Commands

All commands follow the pattern droughty <command> [options] and must be run from inside a git repository.


Global Options

These options work on every command:

Option

Description

--profile-dir <path>

Path to profile.yaml. Defaults to ~/.droughty/profile.yaml

--project-dir <path>

Path to droughty_project.yaml. Defaults to the git repository root

--env-vars enabled

Read all config from environment variables instead of local YAML files (useful for CI/CD)


lookml

droughty lookml

Why this exists

Your Looker semantic layer is just a reflection of your warehouse schema. But every time a column changes, gets added, or gets removed, someone has to go and manually update the LookML view. In a project with 30+ views across 3 schemas, that’s hours of mechanical work per sprint — and the work that doesn’t get done turns into stale dimensions, missing fields, and Looker views that silently reference columns that no longer exist.

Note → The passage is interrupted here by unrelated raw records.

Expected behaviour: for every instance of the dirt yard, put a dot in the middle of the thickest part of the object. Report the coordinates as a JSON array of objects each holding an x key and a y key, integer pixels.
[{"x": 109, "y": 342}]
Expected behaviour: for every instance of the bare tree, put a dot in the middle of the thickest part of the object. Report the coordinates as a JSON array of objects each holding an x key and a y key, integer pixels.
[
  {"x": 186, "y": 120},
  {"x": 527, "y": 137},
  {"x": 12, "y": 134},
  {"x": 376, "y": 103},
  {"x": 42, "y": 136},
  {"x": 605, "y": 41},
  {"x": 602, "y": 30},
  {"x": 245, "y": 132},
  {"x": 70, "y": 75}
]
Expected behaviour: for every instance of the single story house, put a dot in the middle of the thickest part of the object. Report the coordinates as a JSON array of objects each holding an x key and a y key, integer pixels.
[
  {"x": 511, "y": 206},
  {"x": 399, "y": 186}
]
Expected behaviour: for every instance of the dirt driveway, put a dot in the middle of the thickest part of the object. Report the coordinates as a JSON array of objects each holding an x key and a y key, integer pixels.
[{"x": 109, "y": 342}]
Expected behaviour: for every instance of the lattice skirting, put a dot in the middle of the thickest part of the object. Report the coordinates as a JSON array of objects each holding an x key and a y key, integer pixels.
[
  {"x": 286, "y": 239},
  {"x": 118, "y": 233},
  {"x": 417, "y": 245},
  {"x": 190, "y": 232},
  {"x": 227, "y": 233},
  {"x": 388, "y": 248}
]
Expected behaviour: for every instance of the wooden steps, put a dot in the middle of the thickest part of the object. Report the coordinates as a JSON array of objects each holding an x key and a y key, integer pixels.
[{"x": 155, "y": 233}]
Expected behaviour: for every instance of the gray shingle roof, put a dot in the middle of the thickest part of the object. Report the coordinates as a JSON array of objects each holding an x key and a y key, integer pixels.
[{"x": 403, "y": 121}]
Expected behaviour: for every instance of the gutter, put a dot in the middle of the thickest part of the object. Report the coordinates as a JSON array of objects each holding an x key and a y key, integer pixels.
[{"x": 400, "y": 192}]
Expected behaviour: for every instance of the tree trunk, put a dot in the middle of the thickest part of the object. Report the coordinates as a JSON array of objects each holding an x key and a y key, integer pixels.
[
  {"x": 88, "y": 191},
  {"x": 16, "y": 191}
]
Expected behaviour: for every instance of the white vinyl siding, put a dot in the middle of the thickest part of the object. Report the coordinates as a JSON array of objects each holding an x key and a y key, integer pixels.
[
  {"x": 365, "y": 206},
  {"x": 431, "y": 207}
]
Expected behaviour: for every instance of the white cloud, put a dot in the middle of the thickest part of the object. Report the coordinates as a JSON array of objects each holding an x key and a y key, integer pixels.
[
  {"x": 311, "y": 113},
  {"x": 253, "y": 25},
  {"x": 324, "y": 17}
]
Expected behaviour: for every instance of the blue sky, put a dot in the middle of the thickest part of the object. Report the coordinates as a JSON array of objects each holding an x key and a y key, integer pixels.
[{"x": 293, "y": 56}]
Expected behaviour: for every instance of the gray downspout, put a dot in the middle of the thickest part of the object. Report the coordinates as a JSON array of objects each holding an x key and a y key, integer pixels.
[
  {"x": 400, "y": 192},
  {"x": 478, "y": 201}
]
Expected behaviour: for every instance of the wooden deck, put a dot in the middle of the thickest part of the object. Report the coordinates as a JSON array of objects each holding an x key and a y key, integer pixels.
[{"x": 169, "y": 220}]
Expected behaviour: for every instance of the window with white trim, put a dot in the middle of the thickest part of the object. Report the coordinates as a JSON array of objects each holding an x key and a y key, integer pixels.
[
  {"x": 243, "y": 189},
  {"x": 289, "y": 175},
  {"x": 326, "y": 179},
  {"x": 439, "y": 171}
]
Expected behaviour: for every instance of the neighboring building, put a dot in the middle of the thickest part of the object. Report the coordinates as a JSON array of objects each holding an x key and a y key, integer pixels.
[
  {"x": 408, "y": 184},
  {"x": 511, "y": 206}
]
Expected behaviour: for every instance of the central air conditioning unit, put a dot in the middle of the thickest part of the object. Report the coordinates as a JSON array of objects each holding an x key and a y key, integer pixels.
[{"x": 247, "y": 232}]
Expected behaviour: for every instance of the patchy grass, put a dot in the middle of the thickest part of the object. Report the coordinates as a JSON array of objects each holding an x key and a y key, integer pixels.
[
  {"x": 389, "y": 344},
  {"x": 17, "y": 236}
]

Droughty removes this entirely. Run it as a pre-commit hook and your LookML base layer stays permanently in sync with the warehouse, with zero manual effort.

What it does

Reads every column from your analytics schema via INFORMATION_SCHEMA and generates:

  • A base views file with a LookML view for each table, containing dimensions for every column

  • An explores file with explore definitions and joins (if the explores section is configured)

  • A measures file with measure definitions

Data type mapping from warehouse → LookML:

Warehouse type

BigQuery

Snowflake

number

INT64, NUMERIC, FLOAT64

NUMBER, INTEGER, FLOAT

string

STRING

TEXT, VARCHAR

time

TIMESTAMP, DATETIME

TIMESTAMP, TIMESTAMP_TZ

date

DATE

DATE

yesno

BOOL

BOOLEAN

Primary key fields (_pk suffix) and foreign key fields (_fk suffix) are hidden by default. Column descriptions from the warehouse are included where available.

Output

lookml/base.lkml        # Views with all dimensions
lookml/explores.lkml    # Explore definitions and joins
lookml/measures.lkml    # Measure definitions

Output paths are configured via lookml_path, lookml_base_filename, lookml_explore_filename, lookml_measures_filename in droughty_project.yaml.

Examples

droughty lookml

# Custom config paths
droughty lookml --profile-dir /custom/path --project-dir ./

# In CI/CD with environment variables
droughty lookml --env-vars enabled

Optional config in droughty_project.yaml

Add explores with dimensional inference:

explores:
  parent_table:
    - my_fact_table
  dimensions:
    - my_dim_table
  facts:
    - my_fact_table

Add Period-over-Period dashboard parameters:

lookml_pop:
  views:
    orders_view:
      - orders_daily_fact

dbt

droughty dbt

Why this exists

Writing schema.yml tests is the task that always gets pushed to “later” and then never happens. Without baseline tests, you don’t find out about broken primary keys or unexpected nulls until a dashboard shows a problem to a stakeholder — at which point the data has been wrong for weeks.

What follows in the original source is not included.